On Jan 12, Frasers Logistics & Commercial Trust (FLCT) broke out of a three-month sideways range. As at Jan 14, it was at a new all-time high of $1.52. On the other hand, Ascendas REIT has languished at the $3 to $3.05 range, and has over the past three months underperformed FLCT. Traders may want to stick with FLCT given that it has greater comparative relative strength.
Comparative relative strength compares a security’s price change with that of a “base” security or a related security — like two industrial REITs or a security against an index, for example. When the comparative relative strength indicator is moving up, it shows that the security is performing better than the base security. When the indicator is moving sideways, it shows that both securities are in equilibrium. When the indicator is moving down, it shows that the security is performing worse than the base security. Comparative relative strength is often used in developing spreads, so traders would buy the better performer and perhaps sell the weaker security short. Comparative relative strength is a separate indicator from RSI or relative strength index which compares the security’s latent strength or weakness against itself.
Since FLCT broke out of a sideways range at $1.46, a target can be obtained from the breakout level, and for FLCT this is $1.75. The breakout was accompanied by a notable expansion in volume on Jan 13. This took place as the 50- and 100-day moving averages made a positive cross. Quarterly momentum had moved above its equilibrium line in December, hovering around its equilibrium line before starting its ascent on Dec 29. Support in the event of a retreat is at the breakout level.
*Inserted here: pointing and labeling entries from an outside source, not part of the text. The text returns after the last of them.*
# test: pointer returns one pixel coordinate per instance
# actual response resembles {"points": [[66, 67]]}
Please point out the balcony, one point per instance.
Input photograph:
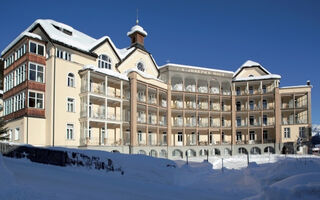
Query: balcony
{"points": [[191, 105], [203, 89], [203, 106], [191, 88], [178, 122], [97, 89], [152, 119], [177, 104], [177, 87], [163, 103]]}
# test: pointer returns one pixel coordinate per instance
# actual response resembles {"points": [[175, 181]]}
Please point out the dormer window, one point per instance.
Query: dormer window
{"points": [[140, 66], [104, 62]]}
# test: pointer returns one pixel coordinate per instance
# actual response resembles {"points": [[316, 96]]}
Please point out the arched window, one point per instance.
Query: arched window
{"points": [[70, 80], [104, 62], [140, 66]]}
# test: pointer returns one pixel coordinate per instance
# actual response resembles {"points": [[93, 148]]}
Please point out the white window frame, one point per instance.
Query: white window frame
{"points": [[287, 133], [104, 64], [71, 104], [37, 65], [70, 127], [37, 48], [71, 78], [17, 133], [143, 66], [36, 92]]}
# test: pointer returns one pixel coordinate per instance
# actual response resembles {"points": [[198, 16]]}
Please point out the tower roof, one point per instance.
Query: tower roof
{"points": [[137, 28]]}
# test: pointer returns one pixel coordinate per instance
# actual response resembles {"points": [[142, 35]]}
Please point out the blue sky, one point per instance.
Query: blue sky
{"points": [[284, 36]]}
Ascendas REIT is weaker than FLCT. Its unit price has been trending lower to sideways since last November, probably in reaction to its large equity fund raising exercise. Technically, prices are entrenched beneath the 50- and 100- day moving averages which have met at $3.11. This level — $3.11 — coupled with price resistance at $3.05, represents two levels of resistance. In addition, volume is limited, suggesting little buying interest. On the other hand, quarterly momentum has been strengthening gradually, suggesting some latent strength. There could probably be further sideways meandering till quarterly momentum manages to rise above its equilibrium lime, and prices are able to break above at least $3.05, before strength returns. Support, meanwhile, appears at $2.99.
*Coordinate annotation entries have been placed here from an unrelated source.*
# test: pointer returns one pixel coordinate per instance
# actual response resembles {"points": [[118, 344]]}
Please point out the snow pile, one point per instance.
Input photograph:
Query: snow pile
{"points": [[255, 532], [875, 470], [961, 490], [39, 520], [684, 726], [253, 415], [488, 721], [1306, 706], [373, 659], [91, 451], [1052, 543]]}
Elsewhere, Black Crane — one of the activist hedge funds that wrote open letters and voted against the merger of Sabana Shariah Compliant Industrial REIT with ESR-REIT in November last year — has divested some two million units at 35 cents each. Black Crane, according to press reports and the open letters, grumbled about the ‘low-ball’ price offer of 37 cents from ESR-REIT. Sabana REIT experienced some volume on Jan 8 and Jan 11. However, the candlestick on Jan 8 was a doji, which is not necessarily an indication of buying power. Other than that, Sabana REIT has been entrenched within a narrow range of 33.5 cents to 36 cents for the past four months. The Black Crane divestment takes its stake below 5% and of course investors’ radar. Hence, the fund can divest its stake without having to make any further announcements.